Um estudo liderado pelo Einstein Hospital Israelita acompanhou pacientes que passaram por tratamento pós-infarto e concluiu que a interrupção precoce do uso de aspirina nos primeiros meses após o infarto não é segura. A pesquisa foi apresentada no congresso anual da Sociedade de Cardiologia Europeia, em Madrid, neste domingo (31), e está aceita para publicação no New England Journal of Medicine.

Coordenada pelo Einstein em parceria com o Ministério da Saúde via Proadi-SUS (Programa de Apoio ao Desenvolvimento Institucional do Sistema Único de Saúde), o estudo acontece na esteira de uma tentativa de mudança da ciência mundial para tentar diminuir a quantidade de medicamentos para pacientes que passaram por infarto, devido ao aumento nas chances de sangramentos.

Nesse sentido, os médicos se perguntaram se a retirada de um dos medicamentos, a aspirina, funcionaria de forma tão eficaz para proteger o coração, mantendo o risco reduzido de novos infartos. Hoje, o tratamento padrão no mundo combina aspirina com um antiplaquetário, com a intenção de reduzir o risco desses reinfartos.

Os pesquisadores, então, acompanharam por um ano mais de 3.400 pacientes de 50 centros hospitalares com síndromes coronarianas agudas, sendo a maior parte do SUS (Sistema Único de Saúde). Desses pacientes, metade recebeu só uma medicação e a outra metade recebeu ambas.

“O que a gente viu foi que é preciso, nesse período inicial, de fato, dois remédios. Mesmo aumentando um pouco a chance de sangramento, esse é o sistema mais protetor para evitar um novo infarto depois do primeiro. Então, esse é o grande benefício desse estudo”, diz Pedro Lemos, autor sênior da pesquisa e diretor da Cardiologia do Einstein.

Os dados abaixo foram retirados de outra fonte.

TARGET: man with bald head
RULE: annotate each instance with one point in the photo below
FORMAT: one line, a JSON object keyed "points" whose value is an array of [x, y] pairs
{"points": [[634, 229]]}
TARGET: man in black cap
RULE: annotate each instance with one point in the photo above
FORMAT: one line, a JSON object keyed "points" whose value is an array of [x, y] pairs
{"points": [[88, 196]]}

Os pesquisadores observaram que a retirada precoce da aspirina resultou em uma redução significativa nos sangramentos, com uma incidência de 2% no grupo que não utilizou aspirina, em comparação a 4,9% no grupo que manteve a terapia dupla. Por outro lado, a alteração no protocolo padrão não manteve a proteção contra eventos cardiovasculares graves —como infarto, AVC (acidente vascular cerebral) ou necessidade urgente de nova revascularização— no grupo sem aspirina (7% versus 5,5%).

O tratamento junto com a aspirina foi posto em dúvida mundialmente porque pode aumentar o risco de sangramentos espontâneos, uma vez que as medicações deixam o sangue mais fino para evitar que novos coágulos se formem e obstruam a artéria, causando um novo infarto.

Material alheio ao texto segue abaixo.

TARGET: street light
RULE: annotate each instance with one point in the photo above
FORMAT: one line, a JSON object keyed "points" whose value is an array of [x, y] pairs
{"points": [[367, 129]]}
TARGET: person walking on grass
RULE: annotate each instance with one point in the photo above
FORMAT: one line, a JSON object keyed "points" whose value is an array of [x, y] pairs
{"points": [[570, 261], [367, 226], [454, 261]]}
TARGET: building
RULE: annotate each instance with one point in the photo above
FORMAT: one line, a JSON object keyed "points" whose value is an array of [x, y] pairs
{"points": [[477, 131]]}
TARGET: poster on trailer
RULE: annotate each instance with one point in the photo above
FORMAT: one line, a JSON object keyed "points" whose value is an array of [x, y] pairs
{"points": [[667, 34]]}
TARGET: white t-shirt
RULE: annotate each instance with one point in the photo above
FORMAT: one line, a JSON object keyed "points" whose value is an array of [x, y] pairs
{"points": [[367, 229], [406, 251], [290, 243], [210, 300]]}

“Acontece que na tentativa de prevenir a formação de novos coágulos, Isso pode aumentar a chance de sangramento. Então, o que a gente faz? Dá os dois remédios e têm um risco aumentado de sangrar, mas pelo menos você está prevenindo o novo infarto”, explica o cardiologista.

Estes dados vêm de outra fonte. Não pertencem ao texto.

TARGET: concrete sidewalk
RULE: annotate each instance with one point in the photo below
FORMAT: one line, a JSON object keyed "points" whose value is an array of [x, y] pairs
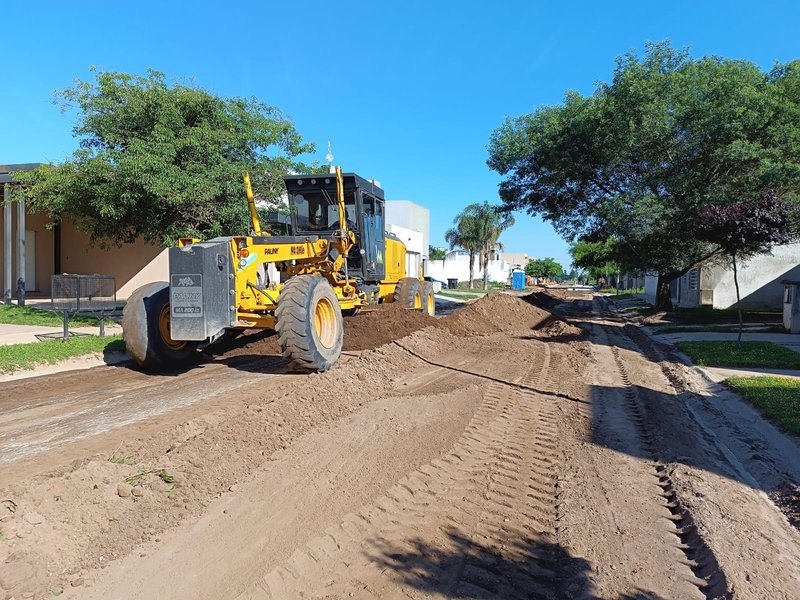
{"points": [[24, 334], [718, 374]]}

O estudo mostrou, portanto, que ainda não é possível mudar os protocolos para o tratamento do infarto, assunto que tem sido comentado na cardiologia mundial.

Na visão do médico, para além dos resultados, a pesquisa tem o mérito de mostrar a força da cardiologia brasileira para o mundo. “O fato de que quando a gente publica um estudo dessa magnitude, apresenta em congresso, estamos exemplificando o potencial da cardiologia brasileira em participar como um ‘player’ muito importante das decisões médicas científicas no mundo”, diz.